All of the experiences obtained during three years of the Rural Health Program, together with the observation that the program had a positive impact on the health conditions of rural populations, led to the political decision to implement a similar program for deprived urban groups. The new program expanded rapidly to most populous centers as well as to provincial and county capitals. In this manner, a greater impact on the health status of the whole population was achieved.

The nutritional situation of the Costa Rican population was evaluated in the mid-1960s. At that time, a severe protein and calorie deficiency, particularly among children, was detected. Other specific nutrition problems, such as iodine, iron, vitamin A, folic acid, and fluoride deficiencies, were also identified. Most children showed some degree of stunting. The fact that diets were deficient in these key elements and that intestinal infections and parasites were highly prevalent contributed to the deterioration of the already weakened nutritional status of the population.

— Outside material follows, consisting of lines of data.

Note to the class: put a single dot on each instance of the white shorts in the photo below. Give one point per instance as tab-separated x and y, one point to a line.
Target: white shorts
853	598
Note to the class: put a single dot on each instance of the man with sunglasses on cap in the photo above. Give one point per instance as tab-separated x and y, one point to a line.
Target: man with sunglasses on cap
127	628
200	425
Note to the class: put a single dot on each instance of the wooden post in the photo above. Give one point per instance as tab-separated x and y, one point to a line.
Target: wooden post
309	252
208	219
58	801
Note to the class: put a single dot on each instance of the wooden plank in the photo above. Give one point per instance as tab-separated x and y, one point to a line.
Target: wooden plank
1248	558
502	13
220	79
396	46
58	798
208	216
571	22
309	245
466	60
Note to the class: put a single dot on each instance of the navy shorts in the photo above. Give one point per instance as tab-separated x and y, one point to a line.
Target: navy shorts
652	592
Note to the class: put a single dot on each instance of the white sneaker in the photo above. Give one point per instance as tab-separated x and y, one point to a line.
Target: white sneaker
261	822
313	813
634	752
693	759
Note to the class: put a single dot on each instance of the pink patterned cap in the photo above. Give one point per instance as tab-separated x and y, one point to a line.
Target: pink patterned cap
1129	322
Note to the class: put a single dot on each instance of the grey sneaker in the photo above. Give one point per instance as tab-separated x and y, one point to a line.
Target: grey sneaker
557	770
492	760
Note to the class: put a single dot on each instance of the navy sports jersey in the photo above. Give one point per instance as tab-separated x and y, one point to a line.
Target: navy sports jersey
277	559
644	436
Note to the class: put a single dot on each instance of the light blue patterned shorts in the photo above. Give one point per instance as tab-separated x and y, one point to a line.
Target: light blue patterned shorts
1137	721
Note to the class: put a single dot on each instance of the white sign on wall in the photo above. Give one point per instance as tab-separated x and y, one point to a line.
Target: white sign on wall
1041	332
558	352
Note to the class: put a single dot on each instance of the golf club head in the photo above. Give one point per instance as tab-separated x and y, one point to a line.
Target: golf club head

The first programs to deliver foodstuffs, provide food education, and promote small-scale family food production were started in the 1950s. During the mid-1970s, they were expanded rapidly to rural communities. Additionally, the iodization of common salt and the fortification of sugar with vitamin A were established at that time. The main activities of the rural and urban health programs included the control and prevention of vaccine-preventable diseases (measles, polio, whooping cough, tetanus, diphtheria, and tuberculosis) and the prevention and treatment of intestinal parasitic diseases. These activities, in conjunction with other health measures targeting high-risk population groups, contributed to a dramatic improvement in the health status of Costa Ricans, especially the youngest generations. Complementary feeding programs were extended to the most vulnerable.

Several factors, during the 1970s, unrelated to the health sphere certainly favored the extraordinary impact achieved on health indicators by the end of that decade. According to L. Rosero (1984), at least 40% of the changes observed can be explained by the primary health actions undertaken. It must also be borne in mind, however, that these dramatic changes occurred in a very short period of time after the profound health reforms were instituted.

Health and nutrition programs for rural communities and deprived urban population groups have had the political and financial support of different governments in Costa Rica during the last two decades. Recently, however, programs deteriorated progressively. In 1995 they are emerging from a severe crisis. Insufficient supplies and transportation, a shortage of supervision, and the lack of training for new personnel to replace staff or to open up new areas are some of the major constraints on the nutrition and health programs. As a result the rate of improvement in health statistics has declined, but the gains have not been reversed.

This deterioration is related to the restructuring process of the Costa Rican government, including the health sector, which began in 1990 as a result of the external debt crisis. One premise of the restructuring process is that all human health care programs should be the responsibility of and managed by the Costa Rican Social Security Institute (CCSS). In the framework of primary health care, the model encouraged by the CCSS contemplates integrated care to individuals, families, and communities, the delimitation of geographic areas with 600 to 700 families, and the establishment of basic teams for integrated health care (EBAIS). The EBAIS are made up of a general practitioner or family physician, a nurse's aide, and a primary health care assistant. In other words, the model that already existed in urban and rural communities was reinforced by the permanent presence of a physician. Approximately one thousand EBAIS are needed in Costa Rica. At present, the new model proposed by the CCSS is being successfully implemented in a number of areas. As the economic situation improves and the government's commitments to health are renewed, it is hoped that Costa Rica's health progress will continue.